Israeli study: Civilians majority of Gaza war dead
Well over half of nearly 1,400 Palestinians killed in Israel's Gaza war were civilians, including 252 children younger than 16, a leading Israeli human rights groups said Wednesday, challenging Israel's claim that most of the dead were militants, Associated Press reported.
The B'Tselem group said the findings, compiled in months of research, including visits to families of victims, should compel the Israeli government to launch an independent investigation of its three-week offensive last winter against Gaza's Hamas rulers.
"The extremely heavy civilian casualties and the massive damage to civilian property require serious introspection on the part of Israeli society," B'Tselem wrote, adding that it considers the army's internal probe as insufficient.
The military has acknowledged "rare mishaps" during the offensive - launched to halt years of rocket fire from Gaza - but denied troops violated international humanitarian law.
Earlier this year, the Israeli military said that 1,166 Gazans were killed in the offensive, a toll that fell well below the more than 1,400 dead reported by two Palestinian human rights groups.
The army said that of those killed, 709 were militants from Hamas and other groups, and that 295 were noncombatants. The military has declined to provide evidence, and had no immediate comment on the B'Tselem report.

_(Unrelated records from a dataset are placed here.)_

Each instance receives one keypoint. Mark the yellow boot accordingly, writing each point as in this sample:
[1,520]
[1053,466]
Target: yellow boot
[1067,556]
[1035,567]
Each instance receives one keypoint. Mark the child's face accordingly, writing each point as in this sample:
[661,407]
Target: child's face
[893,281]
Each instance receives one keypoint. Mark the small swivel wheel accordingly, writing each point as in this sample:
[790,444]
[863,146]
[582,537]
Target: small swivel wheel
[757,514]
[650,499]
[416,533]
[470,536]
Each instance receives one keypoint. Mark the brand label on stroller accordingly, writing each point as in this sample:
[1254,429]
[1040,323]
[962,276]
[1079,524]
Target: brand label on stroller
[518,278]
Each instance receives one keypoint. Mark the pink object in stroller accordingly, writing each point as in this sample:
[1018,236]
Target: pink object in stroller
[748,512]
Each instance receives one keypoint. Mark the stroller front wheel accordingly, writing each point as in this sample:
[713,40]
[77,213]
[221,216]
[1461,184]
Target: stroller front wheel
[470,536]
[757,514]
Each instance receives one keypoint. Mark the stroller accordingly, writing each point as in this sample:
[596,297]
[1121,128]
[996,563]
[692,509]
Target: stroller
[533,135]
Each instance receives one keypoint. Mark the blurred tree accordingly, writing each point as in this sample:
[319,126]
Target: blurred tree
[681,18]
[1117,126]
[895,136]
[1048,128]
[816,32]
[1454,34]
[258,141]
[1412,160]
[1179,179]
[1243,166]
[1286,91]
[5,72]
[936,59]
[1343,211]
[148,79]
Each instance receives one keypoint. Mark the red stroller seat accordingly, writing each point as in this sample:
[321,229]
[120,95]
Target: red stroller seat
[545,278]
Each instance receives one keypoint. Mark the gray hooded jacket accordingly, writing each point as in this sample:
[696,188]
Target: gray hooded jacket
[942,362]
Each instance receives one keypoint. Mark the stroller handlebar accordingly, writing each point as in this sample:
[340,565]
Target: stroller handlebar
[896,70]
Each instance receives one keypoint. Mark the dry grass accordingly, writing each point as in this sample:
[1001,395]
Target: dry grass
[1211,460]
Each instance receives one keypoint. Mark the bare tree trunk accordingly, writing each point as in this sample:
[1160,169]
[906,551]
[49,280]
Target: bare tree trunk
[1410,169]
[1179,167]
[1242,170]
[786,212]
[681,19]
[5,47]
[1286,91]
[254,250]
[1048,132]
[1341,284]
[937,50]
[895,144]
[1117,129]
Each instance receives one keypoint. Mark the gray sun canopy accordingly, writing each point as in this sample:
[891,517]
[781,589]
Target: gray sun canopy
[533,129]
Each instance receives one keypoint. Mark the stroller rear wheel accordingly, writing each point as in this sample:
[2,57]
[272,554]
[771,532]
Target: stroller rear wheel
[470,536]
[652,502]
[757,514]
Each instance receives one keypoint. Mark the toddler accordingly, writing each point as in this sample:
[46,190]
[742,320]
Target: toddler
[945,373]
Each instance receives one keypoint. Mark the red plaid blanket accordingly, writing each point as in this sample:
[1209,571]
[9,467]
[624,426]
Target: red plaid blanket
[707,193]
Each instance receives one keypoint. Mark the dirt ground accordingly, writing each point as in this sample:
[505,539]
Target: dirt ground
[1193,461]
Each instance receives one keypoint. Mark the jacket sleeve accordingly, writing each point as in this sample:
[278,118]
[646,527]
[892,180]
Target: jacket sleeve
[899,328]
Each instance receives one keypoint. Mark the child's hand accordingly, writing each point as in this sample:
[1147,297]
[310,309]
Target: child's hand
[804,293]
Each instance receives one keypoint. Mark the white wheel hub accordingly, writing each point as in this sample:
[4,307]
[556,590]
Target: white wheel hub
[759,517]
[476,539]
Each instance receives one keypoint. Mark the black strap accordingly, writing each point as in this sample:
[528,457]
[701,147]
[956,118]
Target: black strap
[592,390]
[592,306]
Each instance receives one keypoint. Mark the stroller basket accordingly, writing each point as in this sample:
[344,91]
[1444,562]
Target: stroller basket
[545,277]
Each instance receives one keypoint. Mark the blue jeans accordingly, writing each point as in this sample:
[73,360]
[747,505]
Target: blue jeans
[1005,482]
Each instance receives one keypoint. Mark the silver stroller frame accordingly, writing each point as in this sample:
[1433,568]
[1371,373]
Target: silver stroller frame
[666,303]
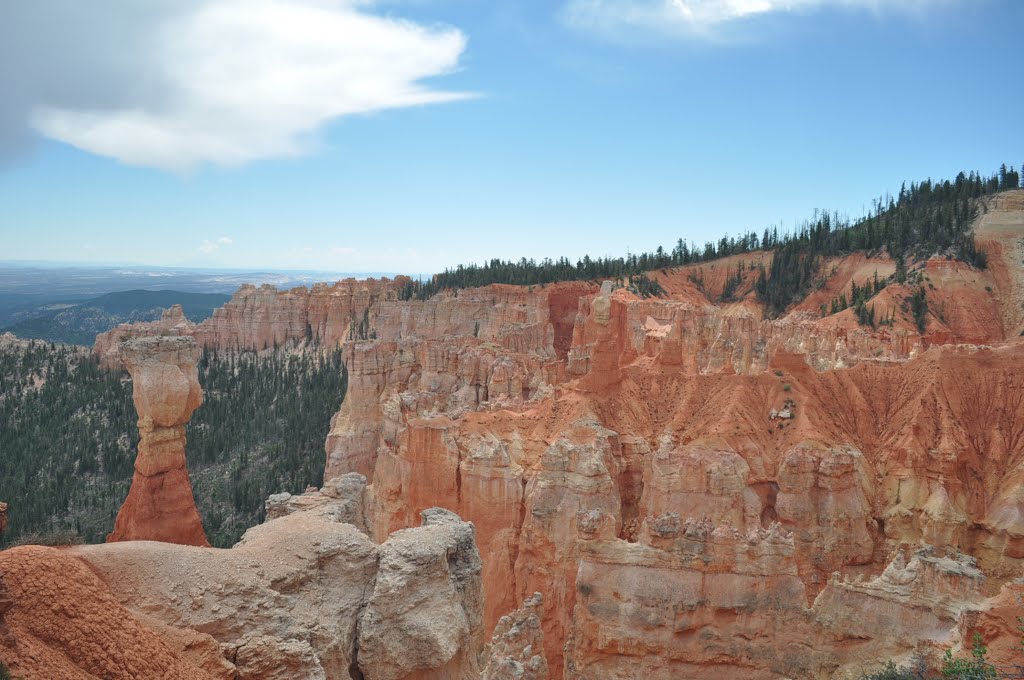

According to B'Tselem's count, 1,387 Palestinians were killed in the war, including 773 civilians and 330 combatants. The group said 248 Palestinian police officers killed while at their stations, most in surprise air strikes on the first day of the war, were placed in a separate category. In 36 cases, it was unclear if those killed took part in hostilities.
B'Tselem spokeswoman Sarit Michaeli said researchers focused on civilians, particularly children and minors. In all, 320 Gazans under 18, all of them noncombatants, were among the dead, B'Tselem said. In addition, 19 minors were counted as combatants.
Among the minors, 252 of the dead were under 16, and the group's researchers visited homes and collected photos, death certificates and other documents relating to all those deaths. The military has said it is aware of 89 dead children under 16.
B'Tselem noted that the military withheld details that would have enabled the group to cross-check information. The discrepancy between the army's figures and those of B'Tselem is "particularly blatant concerning minors," the group said.
Michaeli said B'Tselem could only dispatch two Gaza field workers since the military prevented outsiders, including Arabic-speaking researchers from Israel, from entering the territory.
In defining combatants, B'Tselem included militants who are generally involved in fighting, even if at the moment of attack they are not taking part in hostilities.
The Israeli military appears to have used a more sweeping definition. During the war, Israeli officials said anyone involved with Hamas should consider himself a target.
In addition to its report, B'Tselem has sent details of about 20 cases with alleged violations of the law to Israel's military prosecutor. Suspicions include firing on civilians or using them as human shields, B'Tselem said.